▲ Oakdom is a popular dish among natives and tourists and can be enjoyed raw, grilled or fried in many of Jeju’s seafood restaurants. Left: Photo by Kim Gyongho. Right: Photo courtesy Jeju Provincial Government
A tour guide was discussing the eating habits of older foreign visitors and commented that while many don't like spicy food or raw fish, fatty pork or seaweed, they all love oakdom fish, one of Jeju's specialty foods. Oakdom, commonly known as tilefish, is a staple of the traditional Jeju diet. It is a mandatory dish for festival feasts, shamanic and ancestral rites, and special occasions. Although available all year, the flavor is especially good from November to March. This Jeju fish is a delicious part of island life.
Oakdom is served fried as oakdom gu-ee, in porridge as oakdom juk, in seaweed soup as oakdom meeyuk-gook, or raw as oakdom hweh. The fish is generally about 15cm long and served whole. The white flesh, firm and dense, is more like red meat than fish in texture; it also has no fishy flavor or scent. When deep fried, every part of the fish is edible as you can easily crunch the bones and head. It is tastes surprisingly similar to fried chicken. The eyes are considered especially nutritious; although be prepared for a crunchy outer layer and a hard core- not for the faint of heart.
Oakdom, which lives deep in the ocean, is caught in two different ways. You won't find oakdom in the tanks outside a restaurant as it dies immediately upon being caught. Fishermen who go out for one day bring the fresh fish back to be sold as dong-il badi, or 'same-day caught,' for a premium price. The fresh oakdom are cleaned and dried in the shade if not sold for immediate use.
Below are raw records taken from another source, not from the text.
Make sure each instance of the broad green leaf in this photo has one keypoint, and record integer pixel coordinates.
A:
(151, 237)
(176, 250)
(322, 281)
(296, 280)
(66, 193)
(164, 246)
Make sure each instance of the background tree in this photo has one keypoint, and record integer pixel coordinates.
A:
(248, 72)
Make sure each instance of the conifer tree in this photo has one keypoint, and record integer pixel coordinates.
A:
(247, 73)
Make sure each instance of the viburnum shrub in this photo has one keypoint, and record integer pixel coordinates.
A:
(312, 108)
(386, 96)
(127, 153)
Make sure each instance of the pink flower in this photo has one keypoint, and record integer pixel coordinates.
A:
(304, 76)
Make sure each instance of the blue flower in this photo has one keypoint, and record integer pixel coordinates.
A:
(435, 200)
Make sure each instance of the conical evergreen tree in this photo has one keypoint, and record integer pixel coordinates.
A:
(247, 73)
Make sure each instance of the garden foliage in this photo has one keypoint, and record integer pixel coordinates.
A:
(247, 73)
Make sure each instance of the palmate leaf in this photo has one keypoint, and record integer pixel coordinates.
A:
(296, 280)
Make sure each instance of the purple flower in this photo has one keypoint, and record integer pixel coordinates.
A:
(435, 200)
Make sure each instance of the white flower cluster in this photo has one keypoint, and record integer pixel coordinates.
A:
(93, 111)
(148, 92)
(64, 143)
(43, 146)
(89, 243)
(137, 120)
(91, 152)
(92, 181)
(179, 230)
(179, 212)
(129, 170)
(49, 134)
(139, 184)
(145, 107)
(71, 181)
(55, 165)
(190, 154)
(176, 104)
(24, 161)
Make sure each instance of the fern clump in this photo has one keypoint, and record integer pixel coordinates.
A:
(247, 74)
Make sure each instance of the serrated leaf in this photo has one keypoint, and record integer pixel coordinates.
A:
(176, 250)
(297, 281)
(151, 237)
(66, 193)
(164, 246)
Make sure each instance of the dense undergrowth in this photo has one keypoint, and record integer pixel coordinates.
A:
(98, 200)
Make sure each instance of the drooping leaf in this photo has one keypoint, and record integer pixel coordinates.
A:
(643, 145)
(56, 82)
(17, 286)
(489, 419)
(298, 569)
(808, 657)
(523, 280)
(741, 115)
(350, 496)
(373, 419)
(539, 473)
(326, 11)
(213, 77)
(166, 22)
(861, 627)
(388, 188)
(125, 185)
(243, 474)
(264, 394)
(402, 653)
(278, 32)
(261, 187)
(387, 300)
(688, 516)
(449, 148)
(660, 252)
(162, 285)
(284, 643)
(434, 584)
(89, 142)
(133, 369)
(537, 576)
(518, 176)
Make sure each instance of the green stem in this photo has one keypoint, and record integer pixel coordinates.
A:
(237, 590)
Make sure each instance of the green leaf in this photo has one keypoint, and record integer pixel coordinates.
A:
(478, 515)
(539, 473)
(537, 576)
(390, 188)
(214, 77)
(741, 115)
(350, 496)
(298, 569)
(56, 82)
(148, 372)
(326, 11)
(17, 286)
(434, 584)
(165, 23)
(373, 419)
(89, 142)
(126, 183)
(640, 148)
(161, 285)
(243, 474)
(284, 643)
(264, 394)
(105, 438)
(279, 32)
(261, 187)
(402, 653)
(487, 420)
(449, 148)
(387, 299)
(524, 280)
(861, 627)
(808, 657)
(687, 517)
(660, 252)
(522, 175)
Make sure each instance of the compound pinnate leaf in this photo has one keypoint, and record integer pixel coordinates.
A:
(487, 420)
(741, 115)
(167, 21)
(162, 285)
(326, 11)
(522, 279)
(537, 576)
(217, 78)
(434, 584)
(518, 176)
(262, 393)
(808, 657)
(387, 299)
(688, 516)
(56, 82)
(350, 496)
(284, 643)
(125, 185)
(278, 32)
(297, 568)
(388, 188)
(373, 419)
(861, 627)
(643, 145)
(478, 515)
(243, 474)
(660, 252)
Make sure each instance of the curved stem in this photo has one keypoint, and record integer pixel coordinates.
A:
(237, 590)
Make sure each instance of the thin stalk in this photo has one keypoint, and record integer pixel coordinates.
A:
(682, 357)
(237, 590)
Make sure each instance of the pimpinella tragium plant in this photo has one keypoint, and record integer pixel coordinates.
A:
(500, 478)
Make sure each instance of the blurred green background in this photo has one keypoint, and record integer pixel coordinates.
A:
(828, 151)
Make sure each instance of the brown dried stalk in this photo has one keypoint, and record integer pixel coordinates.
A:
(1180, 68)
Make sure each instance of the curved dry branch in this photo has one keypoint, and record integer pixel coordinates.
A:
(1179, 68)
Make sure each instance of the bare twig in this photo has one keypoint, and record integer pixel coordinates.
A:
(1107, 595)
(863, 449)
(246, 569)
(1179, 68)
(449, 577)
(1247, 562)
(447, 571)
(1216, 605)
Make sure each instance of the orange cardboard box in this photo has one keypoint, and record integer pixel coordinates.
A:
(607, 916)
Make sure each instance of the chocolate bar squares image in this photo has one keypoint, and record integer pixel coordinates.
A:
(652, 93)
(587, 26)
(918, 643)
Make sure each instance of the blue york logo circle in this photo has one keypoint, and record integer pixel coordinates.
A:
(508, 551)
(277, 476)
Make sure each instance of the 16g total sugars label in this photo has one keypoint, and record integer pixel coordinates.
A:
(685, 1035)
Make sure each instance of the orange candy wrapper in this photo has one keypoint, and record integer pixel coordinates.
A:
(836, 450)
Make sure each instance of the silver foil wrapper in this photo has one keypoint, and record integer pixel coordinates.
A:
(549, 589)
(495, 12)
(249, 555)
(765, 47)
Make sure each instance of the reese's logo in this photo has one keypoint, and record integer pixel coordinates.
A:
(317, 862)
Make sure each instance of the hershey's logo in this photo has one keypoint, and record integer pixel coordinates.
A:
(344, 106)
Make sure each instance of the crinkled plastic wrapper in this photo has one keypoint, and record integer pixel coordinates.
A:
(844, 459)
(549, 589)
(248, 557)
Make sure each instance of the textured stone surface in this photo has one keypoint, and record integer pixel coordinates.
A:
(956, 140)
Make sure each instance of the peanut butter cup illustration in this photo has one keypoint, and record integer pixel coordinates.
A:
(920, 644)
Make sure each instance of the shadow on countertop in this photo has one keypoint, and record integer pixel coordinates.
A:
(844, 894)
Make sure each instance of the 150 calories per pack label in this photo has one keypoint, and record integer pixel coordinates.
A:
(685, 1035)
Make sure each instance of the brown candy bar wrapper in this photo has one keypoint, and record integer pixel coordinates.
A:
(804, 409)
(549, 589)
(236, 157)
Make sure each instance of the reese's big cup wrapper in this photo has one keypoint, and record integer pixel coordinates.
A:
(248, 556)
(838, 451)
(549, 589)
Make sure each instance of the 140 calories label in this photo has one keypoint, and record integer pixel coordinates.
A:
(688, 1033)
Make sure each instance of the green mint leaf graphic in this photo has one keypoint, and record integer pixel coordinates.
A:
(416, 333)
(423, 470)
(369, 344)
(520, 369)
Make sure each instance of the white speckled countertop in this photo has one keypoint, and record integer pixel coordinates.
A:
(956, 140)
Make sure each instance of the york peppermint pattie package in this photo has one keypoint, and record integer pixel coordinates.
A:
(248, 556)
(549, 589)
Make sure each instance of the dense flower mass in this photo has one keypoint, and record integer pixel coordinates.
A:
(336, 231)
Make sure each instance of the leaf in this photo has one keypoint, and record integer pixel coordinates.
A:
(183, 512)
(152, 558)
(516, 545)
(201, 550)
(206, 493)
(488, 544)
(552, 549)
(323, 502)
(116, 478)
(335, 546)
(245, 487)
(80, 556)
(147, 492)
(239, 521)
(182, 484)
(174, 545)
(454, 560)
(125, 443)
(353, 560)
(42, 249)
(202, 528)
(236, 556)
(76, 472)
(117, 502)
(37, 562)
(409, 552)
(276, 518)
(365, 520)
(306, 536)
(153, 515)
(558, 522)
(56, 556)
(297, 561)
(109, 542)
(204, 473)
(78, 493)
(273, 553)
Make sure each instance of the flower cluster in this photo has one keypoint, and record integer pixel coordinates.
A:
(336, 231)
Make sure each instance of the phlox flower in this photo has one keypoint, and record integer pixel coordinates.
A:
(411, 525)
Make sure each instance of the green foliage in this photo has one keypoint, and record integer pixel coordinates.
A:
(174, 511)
Other fishermen go out to sea for several days and put their catch on ice. They call this arum badi, or 'iced catch' and it fetches a lower price. Either way, Jeju oakdom stills cost more than imported Chinese oakdom, which accounts for over half the oakdom consumed in Jeju. Ask for Jeju fresh to get the best quality.
When preparing oakdom, it is best to let the natural flavor of the fish emerge. It is never seasoned heavily or spiced with peppers, but simply cooked thoroughly and lightly salted. Fresh fish is best for grilling, lightly seasoned with sesame oil and salt. The frozen fish is best deep fried or cooked in a soup.
Oakdom is sometimes called a ‘cradle-to-grave’ food, referring to its prevalence in the diet of Jeju people. After giving birth, a woman is supposed to eat oakdom seaweed soup regularly for two months to replenish lost blood and increase circulation. In fact, it is common to remark to a new mother who looks weak: "What's wrong? Didn't you have oakdom soup?" Everyone can benefit from eating oakdom as it is high in protein and, when eaten whole, calcium.
When the 2009 ASEAN summit served dinner for the delegates, the most famous chef in Jeju chose to serve oakdom to represent Jeju cuisine. Don't let this delicious local specialty go un-tasted. Oakdom can be found at most traditional Korean restaurants. Sura Sang, or ‘Royal Food’ Restaurant in Shin Jeju serves delicious fried oakdom accompanied by a delightful eggplant side dish.
From Shin Jeju Lotte Mart, walk up to the crest of the hill, turn left, and find the Hawaii Hotel. Sura-Sang restaurant is half a block West from the hotel on the left-hand side of the road.